Marquis Jet’s Kenny Dichter
Interview by Marion Flanagan - February 1, 2009
In 1999, when Kenny Dichter took his first private jet ride on a friend’s Hawker 800XP from New York to Boston, the airplane wasn’t all that took wing. Dichter spotted an untapped market. Less than a decade later, he helms a jet-card subsidiary to industry giant NetJets that had sales of approximately $800 million to $900 million last year.
The company’s jet cards–good for 25 hours of flight time and starting at close to $130,000–give purchasers access to the Berkshire Hathaway-owned NetJets fleet
and operations infrastructure without the commitment and higher upfront cost of fractional jet ownership. The cards are popular with those who need airlift efficiency and prefer a no-strings-attached, short-term deal.
A self-described “team organizer,” Dichter partly credits his entrepreneurial acumen to lessons learned on the baseball field and basketball court while growing up in Merrick, N.Y. (Neither he nor Marquis Jet cofounder Jesse Itzler has an MBA.) He runs the company with a scant 120 employees, an owner base of nearly 4,000 people–about 3 percent of whom are flying on any given day–and a 10- to 15-percent markup on NetJets’ fleet.
With 20-percent growth in the past year alone, the still-nascent, Manhattan-based company is poised for expansion. “We are in the first or second inning of this whole game,” Dichter said.
You have some major competitors. How do you differentiate yourself?
I’ll give you two words: Berkshire Hathaway. And NetJets. We have the best partner we could ever have as it relates to the delivery of a product.
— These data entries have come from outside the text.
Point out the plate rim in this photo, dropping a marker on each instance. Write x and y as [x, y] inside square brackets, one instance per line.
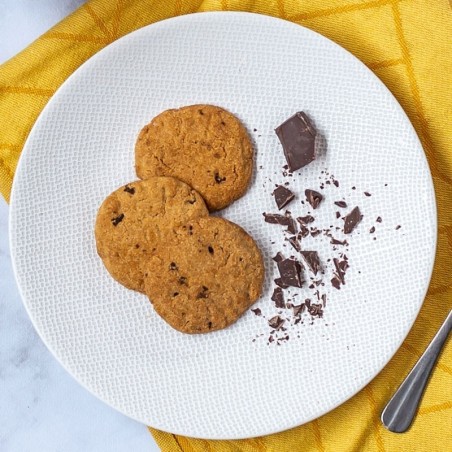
[189, 18]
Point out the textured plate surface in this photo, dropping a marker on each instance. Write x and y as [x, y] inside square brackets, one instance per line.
[224, 385]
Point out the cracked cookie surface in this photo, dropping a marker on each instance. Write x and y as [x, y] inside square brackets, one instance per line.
[134, 221]
[203, 145]
[209, 273]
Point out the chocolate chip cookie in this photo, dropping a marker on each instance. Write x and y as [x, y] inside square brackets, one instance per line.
[205, 146]
[205, 278]
[134, 221]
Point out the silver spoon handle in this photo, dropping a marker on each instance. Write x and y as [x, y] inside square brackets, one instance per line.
[400, 410]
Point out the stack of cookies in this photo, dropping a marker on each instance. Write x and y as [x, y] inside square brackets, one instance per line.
[155, 235]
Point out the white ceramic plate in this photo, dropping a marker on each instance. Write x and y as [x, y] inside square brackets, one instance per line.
[224, 385]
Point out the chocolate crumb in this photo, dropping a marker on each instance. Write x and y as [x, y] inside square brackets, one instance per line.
[283, 196]
[278, 258]
[276, 322]
[257, 311]
[313, 197]
[290, 272]
[130, 190]
[352, 220]
[117, 219]
[335, 282]
[295, 243]
[298, 310]
[219, 179]
[278, 297]
[305, 220]
[312, 260]
[315, 232]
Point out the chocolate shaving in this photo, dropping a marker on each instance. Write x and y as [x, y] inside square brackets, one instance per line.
[352, 220]
[297, 136]
[278, 297]
[283, 196]
[312, 260]
[313, 197]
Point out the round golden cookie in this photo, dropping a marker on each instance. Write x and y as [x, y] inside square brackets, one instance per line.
[202, 145]
[210, 272]
[134, 220]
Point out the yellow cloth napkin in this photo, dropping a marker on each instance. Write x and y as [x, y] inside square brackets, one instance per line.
[408, 44]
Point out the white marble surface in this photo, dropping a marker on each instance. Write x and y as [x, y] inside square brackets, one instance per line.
[42, 408]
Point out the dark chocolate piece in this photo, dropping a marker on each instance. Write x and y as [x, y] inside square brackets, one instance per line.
[276, 322]
[290, 272]
[278, 298]
[117, 219]
[352, 220]
[313, 197]
[130, 190]
[297, 136]
[305, 220]
[336, 283]
[282, 196]
[283, 220]
[295, 243]
[341, 268]
[312, 259]
[338, 242]
[279, 282]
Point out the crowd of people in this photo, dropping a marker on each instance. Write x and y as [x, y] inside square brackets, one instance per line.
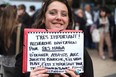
[55, 15]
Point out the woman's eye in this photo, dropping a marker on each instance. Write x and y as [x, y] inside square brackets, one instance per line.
[52, 12]
[64, 14]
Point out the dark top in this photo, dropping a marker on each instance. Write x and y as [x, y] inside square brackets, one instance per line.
[11, 49]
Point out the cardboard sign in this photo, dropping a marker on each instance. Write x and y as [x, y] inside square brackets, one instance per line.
[56, 51]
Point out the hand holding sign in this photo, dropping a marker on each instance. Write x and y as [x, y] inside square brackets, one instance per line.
[55, 51]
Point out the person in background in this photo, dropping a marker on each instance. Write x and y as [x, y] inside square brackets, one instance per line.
[8, 28]
[2, 6]
[89, 17]
[23, 16]
[80, 21]
[32, 10]
[55, 15]
[103, 25]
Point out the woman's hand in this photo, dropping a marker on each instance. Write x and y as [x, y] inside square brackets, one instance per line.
[71, 72]
[39, 72]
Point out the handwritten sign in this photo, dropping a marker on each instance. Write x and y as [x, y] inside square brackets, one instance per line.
[55, 51]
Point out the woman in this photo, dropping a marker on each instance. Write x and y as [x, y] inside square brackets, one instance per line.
[8, 24]
[103, 26]
[56, 15]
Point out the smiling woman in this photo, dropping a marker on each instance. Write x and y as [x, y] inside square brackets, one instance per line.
[55, 15]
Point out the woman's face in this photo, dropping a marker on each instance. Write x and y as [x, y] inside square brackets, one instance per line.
[102, 13]
[56, 16]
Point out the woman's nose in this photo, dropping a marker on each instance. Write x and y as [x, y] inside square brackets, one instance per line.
[58, 17]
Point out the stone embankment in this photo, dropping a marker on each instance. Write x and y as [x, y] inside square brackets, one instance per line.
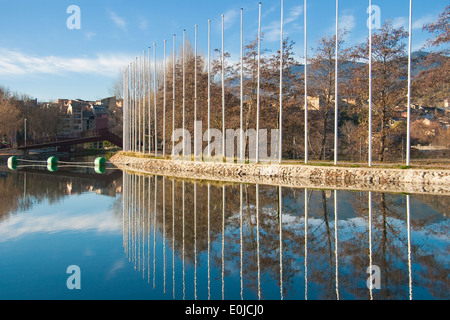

Our business is not a commodity business. If you boil down Marquis Jet to its essence, it’s NetJets 25 hours at a time. It’s a totally different product when we sell against competition. It’s not Coke and Pepsi.
How many people who start flying with Marquis Jet move on to NetJets?
I would say on an annual basis, between 5 and 10 percent of our owner base is graduating up to NetJets. On the other side of the coin, the NetJets sales force actively sells Marquis cards to prospects that aren’t quite ready for the fractional commitment.
One thing that strikes me when I look at the inception of Marquis Jet is that you had everything to gain from a partnership with NetJets–you weren’t really risking anything. But NetJets CEO Richard Santulli had a lot at stake.
I give Richard all the credit in the world. He had more risk in the beginning than we did. He had brand risk and he had operational risk by putting a new product in. We didn’t have aviation experience. We were young guys. Richard says he saw a young Richard Santulli and [NetJets vice chairman] Jim Jacobs in me and [cofounder] Jesse [Itzler]. I think he gave us the opportunity because to develop something from scratch, he needed a different DNA than a company that had 20 years under its belt.